Initiatives Encourage Hispanics, Latinos to Ditch Sugary Drinks
Style Magazine Newswire | 8/29/2016, 8:35 a.m.
By AMERICAN HEART ASSOCIATION NEWS
Guillermina Rice has made it her mission to look after the children at her son’s elementary school. It’s there that she championed a healthy beverage initiative.
For Rice, the interest in nutrition and healthy living is personal. Diabetes runs in the family of the 47-year-old retail employee. Back when her now 13-year-old son Aero attended Central Elementary School in San Diego, she started volunteering to watch over children at recess.
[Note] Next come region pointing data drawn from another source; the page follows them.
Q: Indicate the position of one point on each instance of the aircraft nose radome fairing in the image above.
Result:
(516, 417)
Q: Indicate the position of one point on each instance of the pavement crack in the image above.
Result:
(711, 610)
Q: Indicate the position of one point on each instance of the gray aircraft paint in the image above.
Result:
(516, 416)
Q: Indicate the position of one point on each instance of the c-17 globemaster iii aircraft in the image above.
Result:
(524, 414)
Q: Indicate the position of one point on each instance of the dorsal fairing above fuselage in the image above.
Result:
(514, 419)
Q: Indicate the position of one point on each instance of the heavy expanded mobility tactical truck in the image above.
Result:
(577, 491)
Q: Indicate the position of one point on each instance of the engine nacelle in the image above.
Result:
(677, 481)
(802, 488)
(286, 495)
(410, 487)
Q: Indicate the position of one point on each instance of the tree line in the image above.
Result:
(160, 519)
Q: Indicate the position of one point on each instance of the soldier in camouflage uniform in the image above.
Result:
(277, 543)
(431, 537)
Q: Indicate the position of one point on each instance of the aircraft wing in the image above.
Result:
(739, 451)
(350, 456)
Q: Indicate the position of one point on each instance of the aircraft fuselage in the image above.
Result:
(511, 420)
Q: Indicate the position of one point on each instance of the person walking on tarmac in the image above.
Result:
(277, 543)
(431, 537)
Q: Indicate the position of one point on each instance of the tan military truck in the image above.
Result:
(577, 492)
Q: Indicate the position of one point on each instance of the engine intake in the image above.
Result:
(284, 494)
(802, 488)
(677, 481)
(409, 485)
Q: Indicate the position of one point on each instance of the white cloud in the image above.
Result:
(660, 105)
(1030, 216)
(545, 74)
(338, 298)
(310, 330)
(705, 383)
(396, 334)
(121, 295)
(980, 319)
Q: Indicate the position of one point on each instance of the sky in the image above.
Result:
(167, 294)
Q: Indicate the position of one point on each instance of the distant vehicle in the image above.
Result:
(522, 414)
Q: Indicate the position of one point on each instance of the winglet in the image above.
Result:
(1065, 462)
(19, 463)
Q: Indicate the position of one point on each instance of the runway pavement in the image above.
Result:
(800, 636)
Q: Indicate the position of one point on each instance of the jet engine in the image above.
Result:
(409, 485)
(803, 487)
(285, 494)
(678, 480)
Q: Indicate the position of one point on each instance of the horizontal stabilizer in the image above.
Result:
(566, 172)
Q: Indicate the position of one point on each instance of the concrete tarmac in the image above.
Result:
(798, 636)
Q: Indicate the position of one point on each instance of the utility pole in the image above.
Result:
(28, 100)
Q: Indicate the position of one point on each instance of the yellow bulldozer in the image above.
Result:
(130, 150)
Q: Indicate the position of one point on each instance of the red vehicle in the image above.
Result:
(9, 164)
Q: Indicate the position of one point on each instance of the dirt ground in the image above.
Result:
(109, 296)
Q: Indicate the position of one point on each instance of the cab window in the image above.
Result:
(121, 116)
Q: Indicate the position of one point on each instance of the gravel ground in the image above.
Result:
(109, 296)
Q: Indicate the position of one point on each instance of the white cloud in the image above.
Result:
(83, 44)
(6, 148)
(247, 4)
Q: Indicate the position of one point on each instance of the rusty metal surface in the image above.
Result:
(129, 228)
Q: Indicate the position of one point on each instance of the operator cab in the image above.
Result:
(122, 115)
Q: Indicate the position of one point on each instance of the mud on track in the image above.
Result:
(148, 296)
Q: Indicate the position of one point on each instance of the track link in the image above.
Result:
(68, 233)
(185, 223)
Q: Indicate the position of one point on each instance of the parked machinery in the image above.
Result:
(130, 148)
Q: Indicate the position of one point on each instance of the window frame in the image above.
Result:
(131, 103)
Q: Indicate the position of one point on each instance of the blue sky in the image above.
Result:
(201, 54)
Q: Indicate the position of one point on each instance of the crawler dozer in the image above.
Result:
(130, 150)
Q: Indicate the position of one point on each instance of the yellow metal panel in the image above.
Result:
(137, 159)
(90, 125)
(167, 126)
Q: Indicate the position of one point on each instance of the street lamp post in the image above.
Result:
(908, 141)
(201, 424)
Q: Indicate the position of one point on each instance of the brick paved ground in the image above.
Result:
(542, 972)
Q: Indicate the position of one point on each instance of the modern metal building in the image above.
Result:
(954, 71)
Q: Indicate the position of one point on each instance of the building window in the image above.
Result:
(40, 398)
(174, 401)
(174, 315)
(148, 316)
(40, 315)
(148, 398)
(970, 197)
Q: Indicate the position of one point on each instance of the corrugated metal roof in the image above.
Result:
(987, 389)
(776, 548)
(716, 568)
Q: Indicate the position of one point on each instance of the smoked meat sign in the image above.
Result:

“It’s sad to see how our children who are in school are discriminated by the other little ones because they are a little overweight,” said Rice, who lives in City Heights, a San Diego neighborhood known for its communities of immigrants that include Mexicans, Ethiopians and Vietnamese.
Several years ago, Rice worked with the staff at Central to draft a food and beverage policy for birthday celebrations at the school. Parents are now asked to offer fruit, pencils and erasers instead of cakes and sodas. She and other parents also lobbied the school to maintain the water fountains and encourage the children to drink more water.
Rice was motivated to take action after participating in a program by California Project LEAN, a grassroots organization that teaches people how to work with schools and communities to make it easier to exercise and eat healthy. The group trains parents to lobby schools to offer students nutritious meals, water and unsweetened milk.
The California group’s effort is one of several initiatives in Hispanic and Latino communities across the country to encourage people to drink water and ditch sodas and sugar-sweetened beverages.
It was through Project LEAN classes that Rice learned that 4 grams of sugar is equal to 1 teaspoon of sugar. And a 12-ounce can of top-selling soda brands such as Coca-Cola or Pepsi may contain as many as 10 teaspoons of sugar. To drive the point home, Rice and fellow parents were asked to spoon that amount of sugar into a clear plastic bag.
Rice was shocked.
“The simple fact of seeing in a small plastic bag how much sugar a soda has, you start to think, ‘Oh my God, this is too much,” Rice said.
Her son and husband, Marlin, still drink fruit juices and sodas, but she’s cut back.
Since Project LEAN’s beginnings 30 years ago, much of its work has been in Hispanic and Latino communities, said program manager Katherine Hawksworth.
One of the challenges such initiatives face is the pervasive marketing of sugar-sweetened beverages in Hispanic and Latino communities.
According to a 2014 report from the University of Connecticut’s Rudd Center for Food Policy & Obesity, Hispanic and Latino children in 2013 saw 32 percent more Spanish-language television ads for sugary beverages than they had in 2010.
In addition to television and magazine ads, beverage manufacturers place posters at neighborhood convenience stores and advertise on scoreboards at high schools. That marketing tends to be in low-income communities that may not be able to afford arts and sports programs, said Jennifer L. Harris, Ph.D., lead author of the Rudd Center report and the center’s director of marketing initiatives.